Passersby stopped at the scene and were assisting both boys when emergency personnel arrived. Dean was taken to Hendricks Community Health and was later airlifted to Methodist.
"I couldn't tell you a single thing they did in all that time," said Dean. "I had to relearn everything, how to walk, how to talk, how to write my name. I still have memory problems."
He talked about having thoughts of suicide and about the effect his accident had on his family and his best friend.
"My mom wrote a daily journal of my day-by-day progress and I cannot read it without losing it," he told students. "I can't believe what they went through. My sister thought she was going to have to bury her little brother."
"Without my dad, Mike Poole and people like them, I wouldn't' be here. Zach sat by my bed day after day and told my parents it should have been him. This wreck really changed my life," he said. "Tomorrow is not a sure thing."
One of the things emphasized by everyone speaking at the assembly was to wear a seatbelt.
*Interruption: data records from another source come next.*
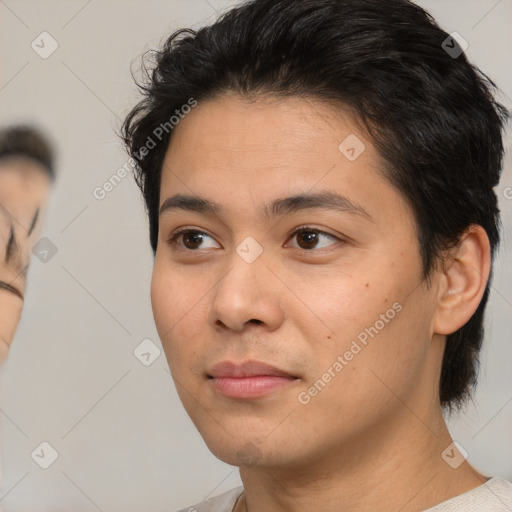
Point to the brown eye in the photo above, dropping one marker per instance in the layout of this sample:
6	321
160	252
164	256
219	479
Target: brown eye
191	239
309	238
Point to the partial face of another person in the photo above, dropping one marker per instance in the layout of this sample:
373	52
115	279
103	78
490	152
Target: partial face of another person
299	256
24	188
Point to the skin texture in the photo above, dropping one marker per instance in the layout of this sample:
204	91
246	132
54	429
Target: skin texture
24	188
372	438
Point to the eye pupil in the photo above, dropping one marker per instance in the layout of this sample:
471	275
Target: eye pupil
196	237
310	237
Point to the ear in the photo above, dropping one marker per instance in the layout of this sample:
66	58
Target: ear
463	281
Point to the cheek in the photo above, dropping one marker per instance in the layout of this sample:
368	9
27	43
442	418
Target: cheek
179	311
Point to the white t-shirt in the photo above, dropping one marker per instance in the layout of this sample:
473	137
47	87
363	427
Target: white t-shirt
495	495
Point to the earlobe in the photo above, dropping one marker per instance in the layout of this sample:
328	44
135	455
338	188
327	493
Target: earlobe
463	281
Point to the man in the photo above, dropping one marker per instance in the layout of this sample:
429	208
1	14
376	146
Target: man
26	172
318	176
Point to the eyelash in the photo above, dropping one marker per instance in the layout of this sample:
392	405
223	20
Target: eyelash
173	240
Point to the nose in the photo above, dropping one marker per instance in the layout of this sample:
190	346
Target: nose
248	294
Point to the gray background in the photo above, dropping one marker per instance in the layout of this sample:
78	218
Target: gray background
123	439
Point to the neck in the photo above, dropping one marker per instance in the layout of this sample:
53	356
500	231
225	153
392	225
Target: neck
397	467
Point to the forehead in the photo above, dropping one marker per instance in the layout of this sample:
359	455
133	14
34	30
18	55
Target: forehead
243	154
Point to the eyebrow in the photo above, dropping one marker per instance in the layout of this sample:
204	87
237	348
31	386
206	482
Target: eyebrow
325	200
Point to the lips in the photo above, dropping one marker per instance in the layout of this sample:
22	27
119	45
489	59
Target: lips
252	379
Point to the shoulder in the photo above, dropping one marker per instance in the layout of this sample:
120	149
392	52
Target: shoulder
223	503
495	495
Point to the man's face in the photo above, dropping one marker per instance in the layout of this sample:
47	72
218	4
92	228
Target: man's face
347	289
24	187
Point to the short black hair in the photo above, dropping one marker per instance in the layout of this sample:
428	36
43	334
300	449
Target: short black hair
28	142
430	113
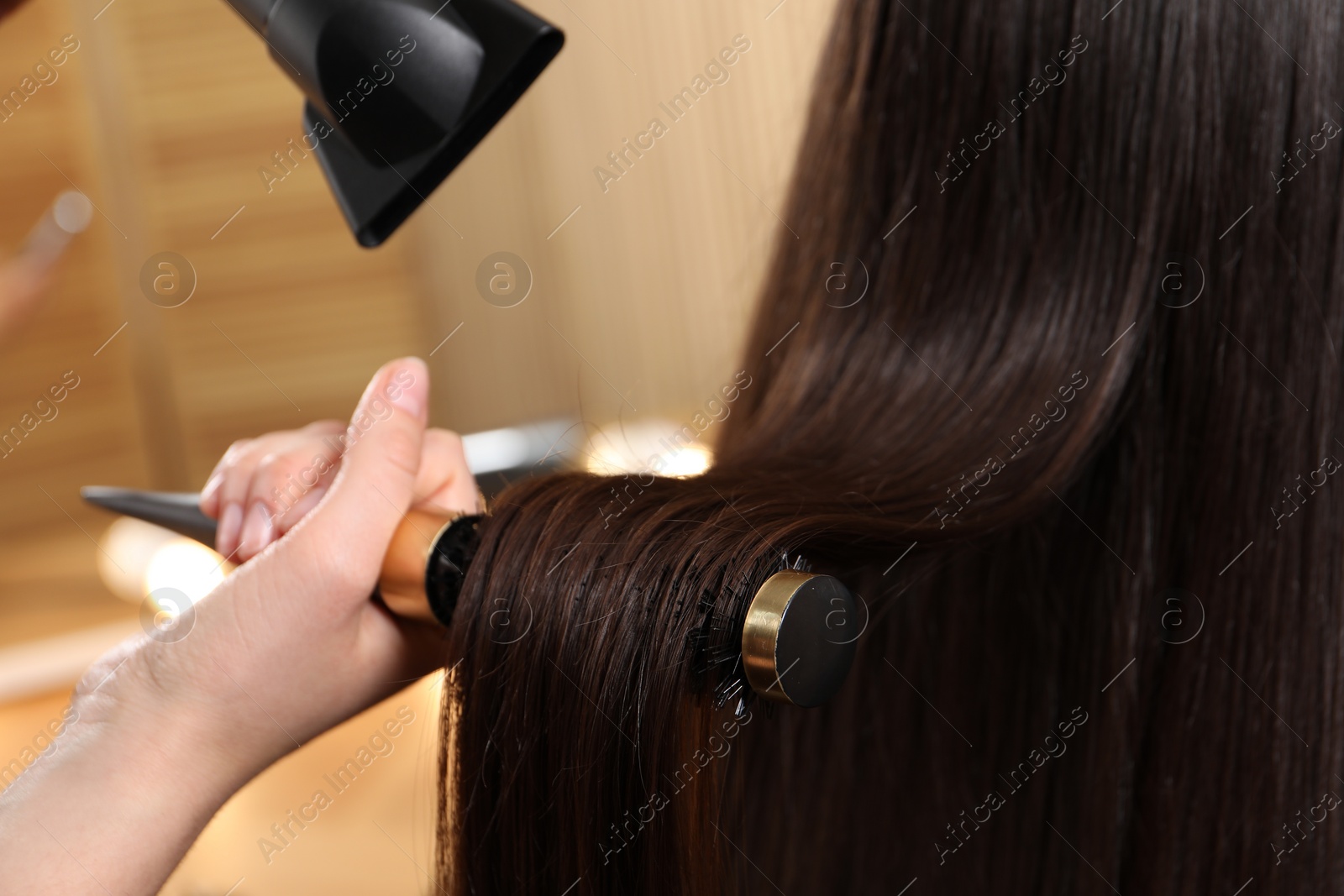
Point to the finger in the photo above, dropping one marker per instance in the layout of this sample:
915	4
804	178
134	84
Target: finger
444	481
286	484
210	496
376	479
Dean did not have on his seatbelt the day of his accident.
"I hope you guys take something from this because, take it from me, you don't want to live it," concluded Dean.
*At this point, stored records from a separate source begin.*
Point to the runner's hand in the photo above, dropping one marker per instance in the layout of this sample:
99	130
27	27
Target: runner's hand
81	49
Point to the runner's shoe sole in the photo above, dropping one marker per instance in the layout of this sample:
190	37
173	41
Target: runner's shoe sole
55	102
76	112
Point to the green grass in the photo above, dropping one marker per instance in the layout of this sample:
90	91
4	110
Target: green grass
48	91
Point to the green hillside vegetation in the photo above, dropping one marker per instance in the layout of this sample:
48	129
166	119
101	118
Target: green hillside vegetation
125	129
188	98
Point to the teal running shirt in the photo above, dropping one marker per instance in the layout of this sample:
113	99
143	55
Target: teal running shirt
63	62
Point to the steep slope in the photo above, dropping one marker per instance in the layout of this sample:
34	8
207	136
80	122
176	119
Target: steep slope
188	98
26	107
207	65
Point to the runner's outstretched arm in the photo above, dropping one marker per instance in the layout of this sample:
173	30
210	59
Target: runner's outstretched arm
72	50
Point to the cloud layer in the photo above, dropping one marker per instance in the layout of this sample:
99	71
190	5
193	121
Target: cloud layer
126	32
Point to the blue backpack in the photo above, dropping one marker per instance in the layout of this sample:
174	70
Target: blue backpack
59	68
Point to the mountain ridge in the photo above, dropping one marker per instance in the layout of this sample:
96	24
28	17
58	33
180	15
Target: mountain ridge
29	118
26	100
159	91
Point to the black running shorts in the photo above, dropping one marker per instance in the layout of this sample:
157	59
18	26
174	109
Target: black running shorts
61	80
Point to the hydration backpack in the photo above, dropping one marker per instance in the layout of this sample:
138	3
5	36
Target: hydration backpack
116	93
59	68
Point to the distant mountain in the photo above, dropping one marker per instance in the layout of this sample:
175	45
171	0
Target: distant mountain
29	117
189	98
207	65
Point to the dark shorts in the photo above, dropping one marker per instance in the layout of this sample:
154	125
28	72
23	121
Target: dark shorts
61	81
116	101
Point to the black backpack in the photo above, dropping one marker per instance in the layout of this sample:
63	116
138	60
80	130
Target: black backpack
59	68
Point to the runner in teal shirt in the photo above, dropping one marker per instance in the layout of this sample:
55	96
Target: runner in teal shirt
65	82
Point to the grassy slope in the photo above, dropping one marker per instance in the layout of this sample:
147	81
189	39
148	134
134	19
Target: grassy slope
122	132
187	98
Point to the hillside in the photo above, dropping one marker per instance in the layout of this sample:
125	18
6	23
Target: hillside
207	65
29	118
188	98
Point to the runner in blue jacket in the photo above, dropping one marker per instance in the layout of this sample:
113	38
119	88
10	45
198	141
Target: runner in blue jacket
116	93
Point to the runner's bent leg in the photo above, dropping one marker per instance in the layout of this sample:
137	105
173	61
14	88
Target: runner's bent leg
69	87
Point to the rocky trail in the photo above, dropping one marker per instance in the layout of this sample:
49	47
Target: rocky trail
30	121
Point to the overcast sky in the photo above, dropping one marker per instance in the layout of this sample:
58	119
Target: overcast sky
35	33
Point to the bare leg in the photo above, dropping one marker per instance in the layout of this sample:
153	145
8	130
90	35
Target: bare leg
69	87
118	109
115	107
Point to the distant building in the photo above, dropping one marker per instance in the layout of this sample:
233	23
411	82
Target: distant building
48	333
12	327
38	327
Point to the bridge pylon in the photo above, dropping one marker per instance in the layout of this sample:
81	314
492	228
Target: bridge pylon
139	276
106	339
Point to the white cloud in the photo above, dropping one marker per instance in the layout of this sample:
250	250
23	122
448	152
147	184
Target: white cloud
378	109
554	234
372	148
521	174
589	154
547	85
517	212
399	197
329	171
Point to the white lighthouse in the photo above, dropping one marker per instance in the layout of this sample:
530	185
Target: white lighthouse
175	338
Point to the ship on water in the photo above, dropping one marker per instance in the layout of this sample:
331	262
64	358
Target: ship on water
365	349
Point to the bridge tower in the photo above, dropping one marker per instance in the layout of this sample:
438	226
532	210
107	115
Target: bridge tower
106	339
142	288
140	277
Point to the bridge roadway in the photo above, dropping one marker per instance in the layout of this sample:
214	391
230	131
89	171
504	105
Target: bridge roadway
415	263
County Coroner Thomas Miller took the stage next and told kids, "It doesn't get any more real than that. What you heard from Mr. Dean is real. That is real life."
Miller went on to tell kids more statistics. Sixty percent of all drivers before the age of 18 are involved in an accident. Then he had students who had drivers licenses stand up.
"If you've had an accident remain standing, the rest of you sit down," he said. A large number of students remained standing.
Zach Bowers, manager at Operation Life, coordinated the mock disaster. Every year around prom time, emergency personnel volunteer their time to present a mock disaster to try to influence kids not be drive under any influences, to wear their seatbelts and to stay safe.
"Prom night could be the best night of your life or it could be the worst night of you life. Think," said Miller.